When we talk of Saints, you'll encounter some evangelicals asking you, "Why do we pray to dead Saints or to dead people?" They usually follow such question as, where is it in the Bible that we should pray to dead Saints? To answer this query, allow me to quote from one of my prayer books entitled, "Our Daily Prayer" a Catholic Prayer Book by Dermot Hurley of the Society of St. Columban, Fiji.
"Why do we pray to Saints? Our prayers to the Saints are therefore really acts of love and praise and petition to God, in whom they live, through whom they hear us, and without whom they could not hear us. We pray to them not because they can help us more than God can, nor because they want to help us more than God does, but because they are men and women like ourselves who lived human lives in this world, people whom perhaps we have learned to know well either in person, or from the words or writings of others.

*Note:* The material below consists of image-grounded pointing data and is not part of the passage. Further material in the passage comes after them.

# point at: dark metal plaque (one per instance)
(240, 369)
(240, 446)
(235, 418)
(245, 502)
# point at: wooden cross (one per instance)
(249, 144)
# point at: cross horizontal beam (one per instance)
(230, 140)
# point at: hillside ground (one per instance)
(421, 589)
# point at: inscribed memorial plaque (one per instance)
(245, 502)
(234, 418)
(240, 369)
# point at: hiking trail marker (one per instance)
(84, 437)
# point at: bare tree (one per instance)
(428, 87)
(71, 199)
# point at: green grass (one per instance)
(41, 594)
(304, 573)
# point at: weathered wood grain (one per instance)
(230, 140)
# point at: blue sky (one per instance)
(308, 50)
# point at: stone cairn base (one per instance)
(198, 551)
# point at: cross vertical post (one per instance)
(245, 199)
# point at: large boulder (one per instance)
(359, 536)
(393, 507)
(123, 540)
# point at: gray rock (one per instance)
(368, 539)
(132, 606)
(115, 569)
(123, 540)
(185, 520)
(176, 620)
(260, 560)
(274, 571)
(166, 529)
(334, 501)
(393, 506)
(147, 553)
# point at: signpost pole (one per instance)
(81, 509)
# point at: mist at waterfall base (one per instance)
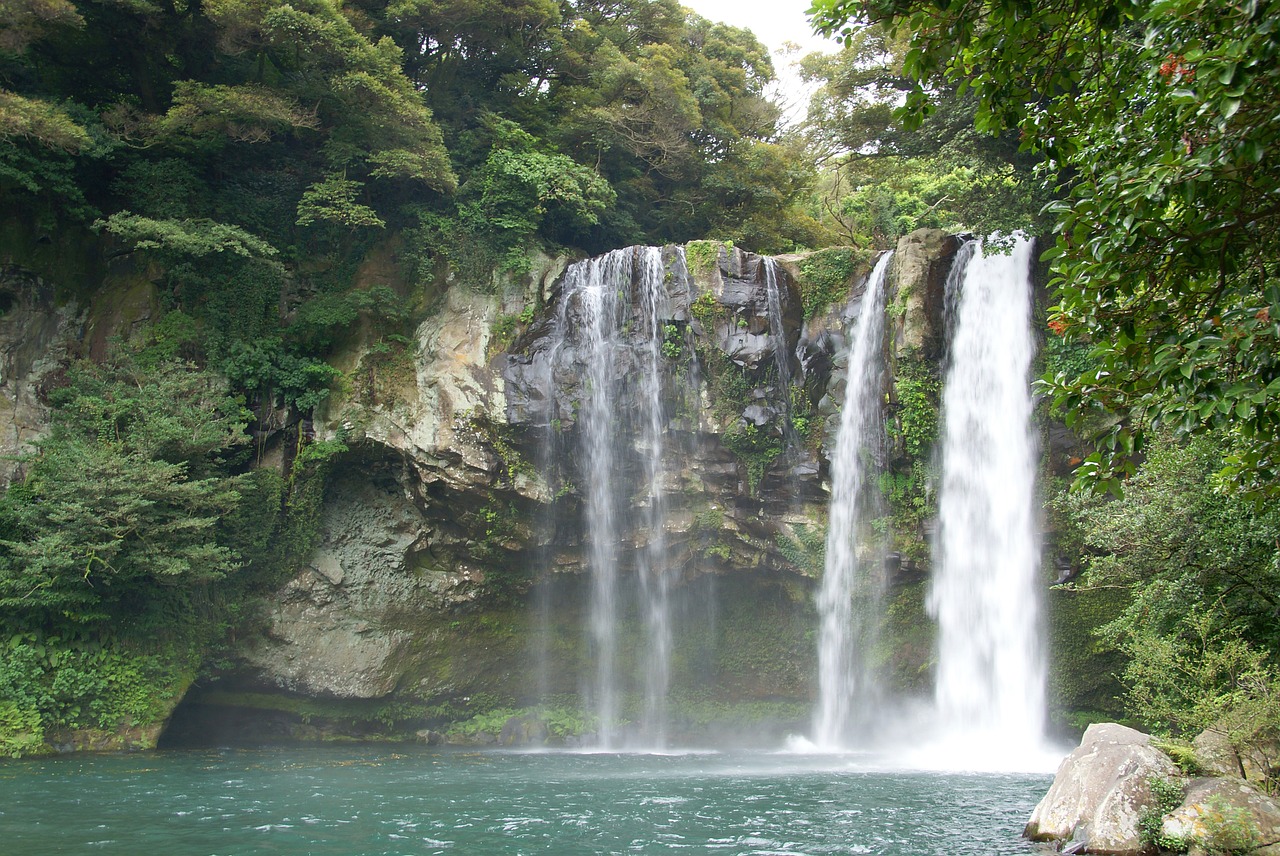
(987, 714)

And so, we sometimes find it easier and more natural and more human to go to God 'through them', than go to God directly. We are easily drawn to friendship, love and trust towards people whose love and goodness we personally experienced in the past, or people who faced and overcame difficulties and temptations like ours-people who like us, sinned and were forgiven, people whose lives remind us that we, like them, are called to the destiny of sharing God's life when we leave this world in his friendship."
I do not expect all our readers to accept or even understand this, but if you're a Catholic, it is clearly in our creed that we believe in the "Communion of Saints". If you do not believe in this, then don't say you're a Catholic!

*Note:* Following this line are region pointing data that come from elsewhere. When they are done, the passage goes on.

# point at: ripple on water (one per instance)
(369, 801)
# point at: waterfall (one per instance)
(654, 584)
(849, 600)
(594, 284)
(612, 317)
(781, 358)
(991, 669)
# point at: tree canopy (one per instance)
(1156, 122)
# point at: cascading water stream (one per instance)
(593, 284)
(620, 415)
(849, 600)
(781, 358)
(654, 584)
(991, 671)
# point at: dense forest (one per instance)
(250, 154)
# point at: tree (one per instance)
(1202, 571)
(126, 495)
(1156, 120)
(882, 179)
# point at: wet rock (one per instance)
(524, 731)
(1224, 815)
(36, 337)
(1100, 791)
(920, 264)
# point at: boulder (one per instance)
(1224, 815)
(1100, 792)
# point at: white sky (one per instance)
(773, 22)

Perhaps the most important Biblical passage to learn by heart comes from John 11: 25-26 which goes, "Jesus said to her, 'I am the resurrection, and the life; he who believes in me, though he were dead, yet shall he live. And whoever lives and believes in me shall never die.'" Another passage worth memorizing also comes from John 12: 25, "He that loves his life shall lose it, and he who hates his life in this world shall keep it to life eternal."
So there is no argument that only our flesh dies, but our spirit continues to live in life eternal; the problem is where are the dead in the spirit world… in heaven or in hell? Whenever I'm in the cemetery and I see those exquisite mansions built by the rich for their dead, the question always pops up in my mind: Where is the soul of their dead? They encase their corpses in luxurious and opulent mansions, but their souls could be burning in eternal damnation. Indeed, I'd rather see a simple grave for as long as I know in my heart that the soul of the person in that grave is in heaven.
Finally, allow me to quote in Matthew 23: 25-28: "What miserable frauds you are, you scribes and Pharisees! You clean the outside of the cup and the dish, while the inside is full of greed and self-indulgence. Alas for you, you hypocritical scribes and Pharisees! You are like white-washed tombs, which look fine on the outside but inside are full of dead men's bones and all kinds of rottenness. For you appear like good men on the outside 'but inside you are a mass of pretence and wickedness.'"
I submit that reading this passage was the very reason why whenever I see a grave of a friend, I always ask the question, where is the soul of this person? But in this passage, our Lord Jesus Christ is not referring to the dead, rather he is talking about hypocritical people who think live very clean lives, but in reality, that is only what you see in the outside.